C'est là, que nous aurons enfin droit à la scène la plus connue du film ayant joué énormément sur sa réputation : "Martyrdom" ou la scène du Christ qui se fait dévorer et mutiler par trois succubes après qu'il soit descendu de sa croix pour prendre conscience et se lamenter de ce qu'est devenue l'humanité et son évolution dans la violence et la guerre.

Véritable vision cauchemardesque dans une ambiance infernale accompagnée d'un son d'orgue, déversant le sang sans cesse, arrachant violemment la chair du Christ, plongeant le film dans le gore putassier et excessif. Une scène marquante qui ne laissera personne indifférent.

Les blasphèmes fusent jusqu'au point de faire manger au Christ sa propre chair, de violer ses tripes et de lui uriner dessus comme si la nature noire de l'Homme extériorisait ses pensées malsaines envers la religion et le sauveur. Ce dernier se fera, par la suite, brutalement sodomiser par une branche comme si la nature du deuxième segment du film venait se venger directement sur le fils du créateur de l'être qui l'a fait souffrir.

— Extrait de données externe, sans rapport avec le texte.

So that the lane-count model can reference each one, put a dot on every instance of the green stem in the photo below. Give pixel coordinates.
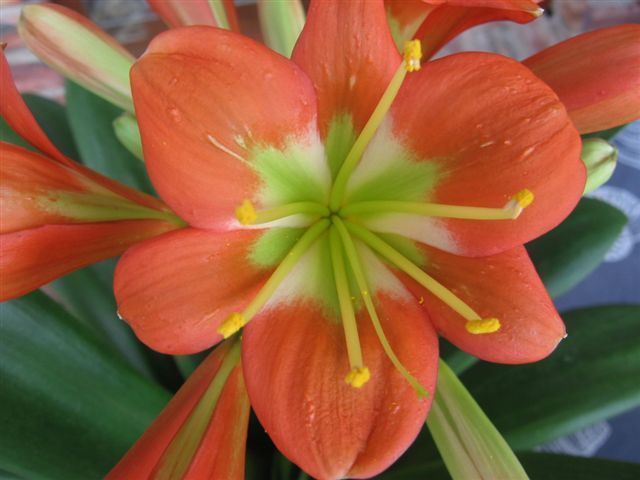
(471, 447)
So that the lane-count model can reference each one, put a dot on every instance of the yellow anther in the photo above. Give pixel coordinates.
(484, 325)
(523, 198)
(232, 324)
(357, 377)
(412, 55)
(245, 213)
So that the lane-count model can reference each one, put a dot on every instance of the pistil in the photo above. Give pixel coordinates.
(359, 374)
(510, 211)
(246, 213)
(475, 324)
(237, 320)
(358, 272)
(411, 63)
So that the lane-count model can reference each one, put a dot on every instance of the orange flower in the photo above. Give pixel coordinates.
(58, 216)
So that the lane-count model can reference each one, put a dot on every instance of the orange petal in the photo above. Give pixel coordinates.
(31, 258)
(347, 50)
(16, 113)
(295, 363)
(596, 75)
(175, 290)
(436, 22)
(220, 453)
(490, 129)
(504, 286)
(206, 99)
(37, 191)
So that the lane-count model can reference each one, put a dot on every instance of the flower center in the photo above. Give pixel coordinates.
(340, 222)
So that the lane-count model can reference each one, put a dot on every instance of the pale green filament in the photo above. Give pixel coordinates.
(236, 320)
(404, 264)
(346, 306)
(356, 268)
(350, 163)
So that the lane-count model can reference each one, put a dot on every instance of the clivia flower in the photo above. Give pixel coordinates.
(58, 216)
(343, 211)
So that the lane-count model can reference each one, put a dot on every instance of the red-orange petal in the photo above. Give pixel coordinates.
(347, 50)
(596, 75)
(175, 290)
(221, 450)
(504, 286)
(436, 22)
(492, 129)
(34, 257)
(204, 98)
(295, 363)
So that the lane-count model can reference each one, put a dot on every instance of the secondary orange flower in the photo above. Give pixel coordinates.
(341, 211)
(56, 215)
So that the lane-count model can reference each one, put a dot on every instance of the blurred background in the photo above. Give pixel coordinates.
(617, 280)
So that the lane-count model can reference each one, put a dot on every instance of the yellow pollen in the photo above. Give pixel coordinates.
(232, 324)
(357, 377)
(412, 55)
(245, 213)
(484, 325)
(523, 198)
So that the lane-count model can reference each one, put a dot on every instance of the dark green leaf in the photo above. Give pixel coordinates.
(91, 119)
(567, 254)
(69, 408)
(51, 116)
(593, 375)
(539, 466)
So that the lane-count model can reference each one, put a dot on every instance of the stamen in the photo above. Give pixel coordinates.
(232, 324)
(247, 214)
(485, 325)
(357, 377)
(359, 374)
(370, 128)
(412, 55)
(428, 282)
(510, 211)
(236, 321)
(358, 272)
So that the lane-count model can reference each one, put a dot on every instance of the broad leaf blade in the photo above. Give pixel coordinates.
(68, 408)
(91, 119)
(570, 252)
(539, 466)
(593, 375)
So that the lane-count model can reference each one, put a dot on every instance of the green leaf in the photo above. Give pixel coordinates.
(570, 252)
(593, 375)
(52, 117)
(91, 119)
(539, 466)
(470, 445)
(69, 408)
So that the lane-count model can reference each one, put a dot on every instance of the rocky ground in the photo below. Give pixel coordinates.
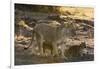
(25, 57)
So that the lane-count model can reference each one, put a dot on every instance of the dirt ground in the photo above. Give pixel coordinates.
(24, 57)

Le film se terminera enfin sur une image effrayante et terrifiante du personnage principal détruit par son subconscient et ses pulsions noires sorties du plus profond de lui. Image représentative du concept principal du film sur la conséquence de la domination de l'hémisphère droit sur le gauche...

Ce troisième segment s'inclue comme la partie la plus choquante et gratuitement violente du film sans que ça ne l'empêche d'être intense et surprenant. C'est ce segment qui divisera vraiment le public vu le niveau de violence qu'il lui balance en pleine face et la complexité des images nous faisant réellement poser des questions après le visionnage.

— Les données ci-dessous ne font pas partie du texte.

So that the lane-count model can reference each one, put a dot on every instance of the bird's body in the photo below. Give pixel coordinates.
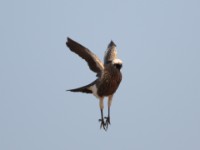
(109, 75)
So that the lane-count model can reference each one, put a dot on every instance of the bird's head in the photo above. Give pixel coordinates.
(117, 63)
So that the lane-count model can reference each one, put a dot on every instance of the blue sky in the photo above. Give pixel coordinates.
(157, 104)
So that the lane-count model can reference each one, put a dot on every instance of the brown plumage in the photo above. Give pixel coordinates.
(109, 75)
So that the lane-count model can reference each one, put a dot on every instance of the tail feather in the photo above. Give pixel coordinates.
(84, 89)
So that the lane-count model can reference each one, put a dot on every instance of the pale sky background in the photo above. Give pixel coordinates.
(157, 106)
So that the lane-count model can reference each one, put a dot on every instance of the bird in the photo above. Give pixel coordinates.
(108, 74)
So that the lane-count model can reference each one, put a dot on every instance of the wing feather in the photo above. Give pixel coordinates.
(93, 61)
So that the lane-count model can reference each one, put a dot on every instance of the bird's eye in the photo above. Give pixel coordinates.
(118, 66)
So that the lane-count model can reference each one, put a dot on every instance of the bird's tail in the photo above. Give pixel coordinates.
(84, 89)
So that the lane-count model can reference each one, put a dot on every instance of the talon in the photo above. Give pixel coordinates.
(107, 121)
(103, 124)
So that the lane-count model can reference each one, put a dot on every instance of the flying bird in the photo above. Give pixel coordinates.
(108, 75)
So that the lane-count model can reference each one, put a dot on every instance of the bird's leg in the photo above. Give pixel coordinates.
(102, 118)
(109, 104)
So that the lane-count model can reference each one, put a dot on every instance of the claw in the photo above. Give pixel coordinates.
(103, 124)
(107, 121)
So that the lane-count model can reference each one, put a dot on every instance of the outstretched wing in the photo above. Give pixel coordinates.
(110, 53)
(93, 61)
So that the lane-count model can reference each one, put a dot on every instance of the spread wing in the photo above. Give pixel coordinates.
(111, 53)
(93, 61)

Au final, "Subconscious Cruelty" s'inclue, pour ma part, parmi les œuvres horrifiques indépendantes les plus sensorielles et éprouvantes jamais réalisées.

Doté d'une poésie somptueuse, donnant aux spectateurs la sensation d'être dans un rêve ou dans un cauchemar, le forçant à s'interroger sur ce qu'il vient de voir, contenant autant d'érotisme que de sang, brouillant les pistes afin d'accentuer le trouble ressenti et mélangeant parfaitement la beauté féerique à l'horreur détestable et effroyable, le chef d'œuvre de Hussain contient les éléments nécessaires pour les amateurs de sensations lourdes et prenantes.

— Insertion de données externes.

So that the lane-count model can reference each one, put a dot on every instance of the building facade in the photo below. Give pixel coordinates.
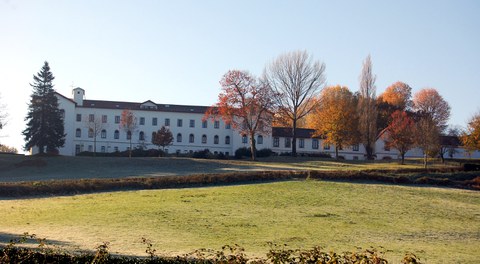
(190, 131)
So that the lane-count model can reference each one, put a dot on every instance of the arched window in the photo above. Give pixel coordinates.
(260, 139)
(244, 139)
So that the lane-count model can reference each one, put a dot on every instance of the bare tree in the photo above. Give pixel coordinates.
(94, 125)
(367, 109)
(295, 80)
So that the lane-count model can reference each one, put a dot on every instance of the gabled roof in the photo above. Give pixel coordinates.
(137, 106)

Chaque visionnement du film nous donnera l'impression de le redécouvrir tellement son ambiance est unique est incomparable.

Karim Hussain a fait de son premier film une première réussite avant d'enchaîner avec l'excellent "La Belle Bête" et l'étrange et minimaliste mais intéressant "Ascension" (sans oublier son segment "Vision Stains" du film à sketchs "The Theatre Bizarre"). "Subconscious Cruelty" restera sa meilleure réalisation de sa filmographie ayant marqué une date dans l'histoire du cinéma underground et a fait beaucoup parlé de lui rien qu'en traversant le réseau internet pendant des années avant sa sortie DVD.

Une référence de l'horreur underground réservée à des spectateurs avertis et endurcis.

6/6 - NICOLAS BEAUDEUX

* LE DVD EST DISPONIBLE CHEZ L'EDITEUR ELEPHANT FILMS.